Persoalan eksekusi objek jaminan fidusia oleh kreditur terhadap debitur yang dianggap melakukan wanprestasi alias kreditnya macet terus menjadi perdebatan. Pasalnya, sejauh ini masih banyak masyarakat yang masih tidak mengetahui, bahwasanya, eksekusi objek jaminan fidusia sebetulnya bisa dilakukan, tanpa perlu adanya proses peradilan.
Deputi Direktur Pengawasan Lembaga Pembiayaan I Otoritas Jasa Keuangan (OJK), Indra mengatakan, jaminan fidusia sebagai bagian dari mitigasi risiko yang dilakukan perusahaan pembiayaan. Sehingga pada prakteknya, perusahaan pembiayaan punya kewenangan melakukan eksekusi objek jaminan fidusia tanpa lewat pengadilan.
"Misalnya jika perusahaan pembiayaan menggunakan jasa pihak ketiga, untuk melakukan eksekusi, si tenaga penagih harus dibekali sertifikasi dan dokumen lengkap penjaminan fidusia," kata Indra dalam webinar bertajuk "Polemik Eksekusi Jaminan Fidusia, Bisa Dieksekusi Tanpa Pengadilan?" di Jakarta, Rabu (6/10/2021). Baca Juga: Demi Nasabah, Industri Pembiayaan Kucurkan Rp200 Triliun untuk Restrukturisasi Kredit
Hal tersebut juga diperkuat dengan putusan Mahkamah Konstitusi no 2/PUU-XIX/2021 yang menyebutkan bahwa dalam pelaksanaan eksekusi sertifikat jaminan fidusia melalui pengadilan negeri, sesungguhnya hanya sebagai sebuah alternatif.
Senada, pakar hukum, Frans Hendra Winarta pun menganggap hal demikian. Putusan MK menurutnya hanya sebuah penegasan. Sertifikat jaminan Fidusia sebagaimana dimaksud dalam Pasal 15 ayat (2) UU 42/1999 mempunyai kekuatan eksekutorial yang sama dengan putusan pengadilan yang telah memperoleh kekuatan hukum tetap.
"Sertifikat jaminan fidusia punya kekuatan eksekutorial. Eksekusi jaminan melalui putusan pengadilan bukan suatu yang mutlak, diharuskan gitu. Dalam ketentuan ini, kekuatan eksekutorial adalah dapat dilakukan langsung tanpa proses ke pengadilan. Jadi debitur balelo itu tidak boleh sebetulnya," jelasnya.

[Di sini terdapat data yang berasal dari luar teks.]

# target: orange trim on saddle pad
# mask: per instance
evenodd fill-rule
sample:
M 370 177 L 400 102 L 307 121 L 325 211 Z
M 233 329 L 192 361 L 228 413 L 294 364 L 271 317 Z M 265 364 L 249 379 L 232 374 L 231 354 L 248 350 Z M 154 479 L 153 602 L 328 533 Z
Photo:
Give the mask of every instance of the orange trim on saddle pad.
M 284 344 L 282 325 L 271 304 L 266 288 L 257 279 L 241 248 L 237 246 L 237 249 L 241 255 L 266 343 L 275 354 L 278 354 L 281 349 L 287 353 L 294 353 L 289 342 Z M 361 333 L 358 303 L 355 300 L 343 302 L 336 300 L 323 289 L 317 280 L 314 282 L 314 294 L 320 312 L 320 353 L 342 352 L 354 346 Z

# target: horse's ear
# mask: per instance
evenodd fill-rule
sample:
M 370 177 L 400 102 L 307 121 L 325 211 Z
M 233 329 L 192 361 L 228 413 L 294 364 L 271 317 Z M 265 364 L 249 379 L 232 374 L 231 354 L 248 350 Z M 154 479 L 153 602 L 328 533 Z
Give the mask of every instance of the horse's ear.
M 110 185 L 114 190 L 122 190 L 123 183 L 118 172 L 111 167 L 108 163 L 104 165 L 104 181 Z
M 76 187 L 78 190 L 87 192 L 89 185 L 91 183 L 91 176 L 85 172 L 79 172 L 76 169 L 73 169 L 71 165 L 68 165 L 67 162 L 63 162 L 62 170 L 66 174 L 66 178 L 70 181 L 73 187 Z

Sementara itu, ketua Asosiasi Perusahaan Pembiayaan Indonesia (APPI), Suwandi Wiratno mengungkapkan, perusahaan pembiayaan sebenarnya tidak ingin eksekusi jaminan fidusia dilakukan.
Menurutnya, banyak cara yang bisa dilakukan untuk menghindari eksekusi jika debitur menunjukkan itikad baik untuk berdiskusi. Salah satunya adalah dengan cara restrukturisasi kredit dan diskusi antar debitur kreditur sehingga, tercapai kesepakatan antara kedua belah pihak.

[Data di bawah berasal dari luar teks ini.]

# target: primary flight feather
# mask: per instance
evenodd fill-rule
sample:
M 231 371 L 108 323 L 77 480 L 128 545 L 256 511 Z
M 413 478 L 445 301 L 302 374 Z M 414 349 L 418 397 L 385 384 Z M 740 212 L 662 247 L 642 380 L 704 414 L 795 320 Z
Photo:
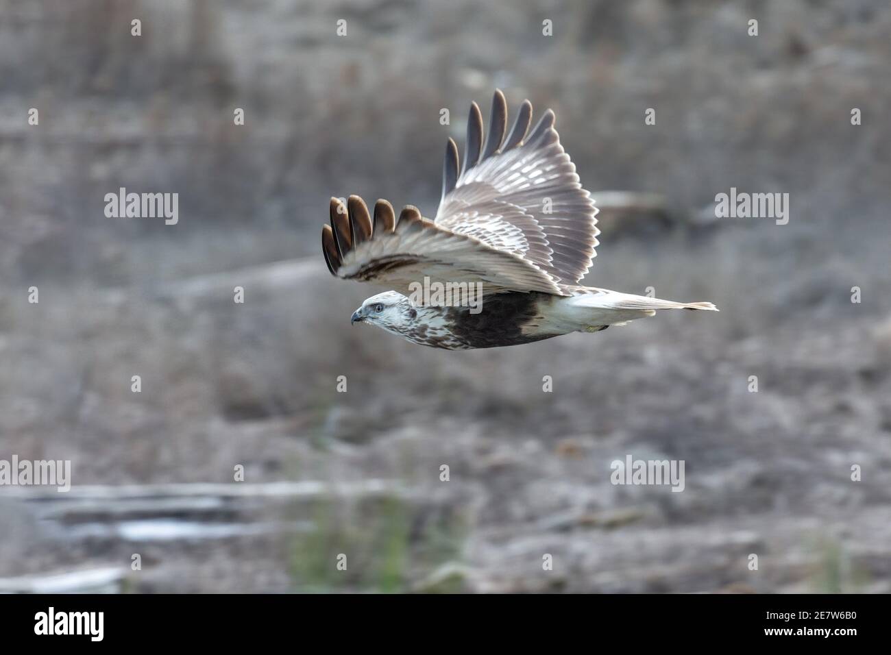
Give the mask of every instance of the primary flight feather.
M 524 101 L 505 137 L 507 102 L 492 102 L 489 134 L 470 105 L 463 160 L 446 148 L 443 192 L 433 220 L 387 201 L 373 212 L 358 196 L 331 198 L 322 250 L 331 274 L 386 284 L 353 323 L 368 323 L 450 350 L 514 346 L 572 332 L 598 332 L 657 309 L 707 309 L 579 286 L 596 254 L 597 208 L 548 110 L 530 131 Z

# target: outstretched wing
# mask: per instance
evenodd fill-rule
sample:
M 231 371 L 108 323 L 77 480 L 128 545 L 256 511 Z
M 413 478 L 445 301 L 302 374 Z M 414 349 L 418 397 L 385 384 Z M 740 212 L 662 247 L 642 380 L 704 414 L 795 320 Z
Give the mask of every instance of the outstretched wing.
M 543 291 L 560 295 L 556 281 L 519 255 L 423 218 L 411 205 L 398 220 L 387 201 L 374 216 L 358 196 L 331 201 L 322 250 L 332 275 L 387 284 L 408 295 L 412 282 L 482 282 L 483 293 Z
M 523 258 L 560 283 L 575 284 L 595 254 L 597 208 L 560 145 L 553 111 L 545 111 L 527 135 L 531 119 L 532 104 L 526 100 L 505 139 L 507 102 L 496 90 L 484 147 L 482 116 L 471 103 L 460 172 L 452 139 L 446 149 L 435 220 Z

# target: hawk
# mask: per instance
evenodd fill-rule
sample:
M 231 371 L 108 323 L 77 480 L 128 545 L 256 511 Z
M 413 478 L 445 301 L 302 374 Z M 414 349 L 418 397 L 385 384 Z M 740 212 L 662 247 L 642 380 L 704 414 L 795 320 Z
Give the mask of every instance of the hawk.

"Jika debitur dan unitnya ada, lebih kepada bagaimana kita melakukan restrukturisasi dan diskusi. Intinya perusahaan pembiayaan tidak ingin kendaraan dieksekusi. Kita kasih uang inginnya kembali uang. Kita ingin ada kesepakatan, ayo kalau susah kita bantu," kata Suwandi.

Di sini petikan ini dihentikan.